As hard as I work, there’s no earning love in the orchard, or perhaps there is. My parents are proud of me when I am picking and selling the family bounty. Of course, I am not nearly alone. Without a doubt, I sweat the least in our orchard. My husband and sons, along with Santos, his wife, and Oma my mom, do the bulk of the hard labor, delivering fruit is easy in an air-conditioned truck after packing in the shed where I do sweat a little. Some days a lot. When I’m not packing fruit early in the morning, I’m not just home lazing about. I’m writing, cleaning, washing, cooking (I’m a crockpot guru), weeding the garden because it’s best to do that early in the morning or late in the evening when the sun backs down. So much of a woman’s life is unappreciated and unseen. Clean up Cheerios from under a high chair and nobody cares. Clean up blood in a hospital and perhaps you’ll get noticed. Clean up on Wall Street and you can bet others will try to imitate you. “Imitation is the sincerest form of flattery,” said Oscar Wilde.
In the orchard, we have an imitation bird call that releases predator bird screams to scare away the smaller birds that eat our fruit. I nearly fell off the ladder when the system suddenly kicked in and hawks screeched in my ear yesterday. At least my phone wasn’t pinging. Anne Morrow Lindbergh didn’t have an iPhone to stretch her any further than she was already stretched. Sometimes I want to throw my iPhone across the orchard. Sometimes I leave it at home to give myself a break. It’s hard to choose peace, grace, and simplicity over hawks, work, and praise. Who wants to be a small bird in the orchard?
Maybe I do.
I haven’t quite decided. I asked a friend who prays for me to pray that I wouldn’t work too hard this summer. I told myself I wouldn’t write a thing during harvest this year and then I signed up with an editor to finish my memoir. I’m not really writing, I tell myself as I rewrite before and after my chores in the orchard. My whirlwind cleaning the house. My leaps and bounds into the car to drive the boys hither and yon, which really means here and there or to and fro. The language may change, but a woman being fractured by demands from all directions remains the same.
“I find that my frame of life does not foster simplicity,” says Anne. “The life I have chosen as wife and mother entrains a whole caravan of complications.” A few pages of observations later, Anne says, “This is not a life of simplicity but the life of multiplicity that the wise men warn us of. It leads not to unification but to fragmentation. It does not bring grace, it destroys the soul. And this is not only true of my life, I am forced to conclude; it is the life of millions of women in America. I stress America, because today, the American woman more than any other has the privilege of choosing such a life. Woman in large parts of the civilized world has been forced back by war, by poverty, by collapse, by the sheer struggle to survive, into a smaller circle of immediate family life, immediate problems of existence. The American woman is still relatively free to choose the wider life.”

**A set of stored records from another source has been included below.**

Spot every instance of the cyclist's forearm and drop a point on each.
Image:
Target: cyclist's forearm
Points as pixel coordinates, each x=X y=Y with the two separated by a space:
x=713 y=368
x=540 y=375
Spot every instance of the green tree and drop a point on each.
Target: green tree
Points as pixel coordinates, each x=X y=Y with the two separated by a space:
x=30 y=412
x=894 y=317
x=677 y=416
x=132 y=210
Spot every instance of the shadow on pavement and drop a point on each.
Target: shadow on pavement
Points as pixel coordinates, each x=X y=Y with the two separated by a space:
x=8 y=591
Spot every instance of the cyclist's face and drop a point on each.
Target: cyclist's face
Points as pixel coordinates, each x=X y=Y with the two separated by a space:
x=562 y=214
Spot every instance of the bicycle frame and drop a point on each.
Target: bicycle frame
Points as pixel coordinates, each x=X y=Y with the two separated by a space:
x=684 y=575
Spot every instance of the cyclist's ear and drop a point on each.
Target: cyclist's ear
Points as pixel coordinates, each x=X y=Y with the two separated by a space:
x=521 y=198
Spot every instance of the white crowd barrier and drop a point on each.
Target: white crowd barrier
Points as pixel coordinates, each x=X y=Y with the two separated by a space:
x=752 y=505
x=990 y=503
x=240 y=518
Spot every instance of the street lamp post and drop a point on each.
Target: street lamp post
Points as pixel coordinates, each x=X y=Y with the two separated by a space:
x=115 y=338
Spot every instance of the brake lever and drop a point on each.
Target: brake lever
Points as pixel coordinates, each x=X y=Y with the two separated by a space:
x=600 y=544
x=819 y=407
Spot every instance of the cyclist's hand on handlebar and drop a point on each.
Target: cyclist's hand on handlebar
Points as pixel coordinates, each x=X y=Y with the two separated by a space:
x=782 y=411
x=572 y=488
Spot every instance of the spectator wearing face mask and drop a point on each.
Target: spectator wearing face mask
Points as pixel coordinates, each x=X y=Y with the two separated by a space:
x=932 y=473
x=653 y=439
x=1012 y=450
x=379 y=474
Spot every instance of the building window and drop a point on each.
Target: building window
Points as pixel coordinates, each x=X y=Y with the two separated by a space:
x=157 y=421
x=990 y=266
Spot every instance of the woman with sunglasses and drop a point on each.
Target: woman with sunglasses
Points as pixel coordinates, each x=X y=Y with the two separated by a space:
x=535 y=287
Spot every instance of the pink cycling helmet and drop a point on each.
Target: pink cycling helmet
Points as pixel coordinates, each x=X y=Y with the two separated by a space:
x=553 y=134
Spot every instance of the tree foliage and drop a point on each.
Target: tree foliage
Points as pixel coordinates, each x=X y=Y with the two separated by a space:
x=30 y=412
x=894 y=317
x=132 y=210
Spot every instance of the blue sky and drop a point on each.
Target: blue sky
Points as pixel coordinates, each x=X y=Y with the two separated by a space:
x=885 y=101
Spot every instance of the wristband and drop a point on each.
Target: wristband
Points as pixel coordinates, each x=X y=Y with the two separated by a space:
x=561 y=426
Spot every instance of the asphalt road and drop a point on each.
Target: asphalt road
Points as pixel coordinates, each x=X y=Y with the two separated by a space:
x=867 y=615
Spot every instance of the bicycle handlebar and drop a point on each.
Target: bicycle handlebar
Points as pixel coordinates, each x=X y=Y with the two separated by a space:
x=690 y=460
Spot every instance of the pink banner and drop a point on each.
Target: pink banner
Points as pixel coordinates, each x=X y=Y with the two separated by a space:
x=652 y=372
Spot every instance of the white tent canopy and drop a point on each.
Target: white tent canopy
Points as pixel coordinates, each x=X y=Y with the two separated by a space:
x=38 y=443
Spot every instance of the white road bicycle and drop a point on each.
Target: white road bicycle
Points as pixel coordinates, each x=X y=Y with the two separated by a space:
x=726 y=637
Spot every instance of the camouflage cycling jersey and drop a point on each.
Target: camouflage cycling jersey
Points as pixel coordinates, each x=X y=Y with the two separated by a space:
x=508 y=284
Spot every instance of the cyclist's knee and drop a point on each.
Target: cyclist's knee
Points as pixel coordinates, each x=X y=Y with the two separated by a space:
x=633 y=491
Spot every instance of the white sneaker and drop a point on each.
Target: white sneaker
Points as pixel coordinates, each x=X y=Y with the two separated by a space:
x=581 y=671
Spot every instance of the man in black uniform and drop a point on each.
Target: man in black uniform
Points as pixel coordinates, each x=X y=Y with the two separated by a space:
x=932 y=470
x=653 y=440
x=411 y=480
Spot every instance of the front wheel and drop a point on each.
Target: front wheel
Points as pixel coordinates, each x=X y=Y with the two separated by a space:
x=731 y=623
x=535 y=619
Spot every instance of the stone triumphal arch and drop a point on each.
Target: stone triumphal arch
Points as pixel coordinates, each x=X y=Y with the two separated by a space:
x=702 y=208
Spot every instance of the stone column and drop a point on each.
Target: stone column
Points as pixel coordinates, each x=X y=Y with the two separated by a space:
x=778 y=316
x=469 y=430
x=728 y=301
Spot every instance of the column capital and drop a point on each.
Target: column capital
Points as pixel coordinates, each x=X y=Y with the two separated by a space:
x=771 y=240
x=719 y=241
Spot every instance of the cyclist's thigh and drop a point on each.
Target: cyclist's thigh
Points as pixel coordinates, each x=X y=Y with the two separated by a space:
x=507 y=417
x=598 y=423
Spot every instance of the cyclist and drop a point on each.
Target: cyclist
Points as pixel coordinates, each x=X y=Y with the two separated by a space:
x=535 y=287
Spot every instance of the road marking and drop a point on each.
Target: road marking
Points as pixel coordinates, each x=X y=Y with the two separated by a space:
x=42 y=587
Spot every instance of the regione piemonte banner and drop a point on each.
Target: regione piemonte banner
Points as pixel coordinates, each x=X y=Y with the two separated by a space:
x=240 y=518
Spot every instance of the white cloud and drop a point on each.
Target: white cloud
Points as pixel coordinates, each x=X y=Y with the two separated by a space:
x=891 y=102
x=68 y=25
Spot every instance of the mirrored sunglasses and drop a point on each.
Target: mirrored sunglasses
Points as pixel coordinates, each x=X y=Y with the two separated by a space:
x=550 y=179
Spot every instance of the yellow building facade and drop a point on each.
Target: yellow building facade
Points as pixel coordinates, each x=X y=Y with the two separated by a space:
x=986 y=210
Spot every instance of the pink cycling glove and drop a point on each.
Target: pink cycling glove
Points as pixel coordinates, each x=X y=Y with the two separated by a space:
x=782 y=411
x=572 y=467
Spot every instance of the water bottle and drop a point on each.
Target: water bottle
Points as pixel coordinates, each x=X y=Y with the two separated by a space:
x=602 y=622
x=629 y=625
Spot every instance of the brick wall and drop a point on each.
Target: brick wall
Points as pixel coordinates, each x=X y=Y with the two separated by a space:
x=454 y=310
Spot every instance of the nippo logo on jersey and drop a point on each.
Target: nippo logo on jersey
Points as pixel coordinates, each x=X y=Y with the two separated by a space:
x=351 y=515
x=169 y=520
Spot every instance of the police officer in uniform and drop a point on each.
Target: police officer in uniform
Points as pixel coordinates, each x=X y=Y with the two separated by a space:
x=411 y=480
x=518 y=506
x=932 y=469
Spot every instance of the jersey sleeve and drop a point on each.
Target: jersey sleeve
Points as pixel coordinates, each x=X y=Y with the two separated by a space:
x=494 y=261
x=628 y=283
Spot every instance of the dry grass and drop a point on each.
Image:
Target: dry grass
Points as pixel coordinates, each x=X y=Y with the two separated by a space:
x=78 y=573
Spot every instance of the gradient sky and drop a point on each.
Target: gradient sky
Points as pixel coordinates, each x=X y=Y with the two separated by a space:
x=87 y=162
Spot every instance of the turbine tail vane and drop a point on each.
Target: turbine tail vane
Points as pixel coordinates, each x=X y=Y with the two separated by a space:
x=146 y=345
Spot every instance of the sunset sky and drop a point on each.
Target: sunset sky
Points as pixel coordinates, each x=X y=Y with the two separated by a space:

A friend of mine who does missionary work in Africa has noticed and lamented the American woman’s wider life. The deep fragmentation of women here. “Overall, African women are happier in their villages, in the sunshine, barefoot with their families, says my friend, Emily. “Their lives are simple and they smile so much more than we do. I love Africa.”
Over and over I have tried to simplify my life and I find I can’t even simplify my closet, but I’m usually barefoot in my house, and I’m learning I may not ever have a simple life, but I can have simple moments. I can walk out into the orchard and pick a peach. Return to my kitchen sink, wash it, and take a bite, letting the juice drip into the drain as I stare out the window at the orchard, throwing up a heartfelt little prayer to Jesus who gives us grace and peace.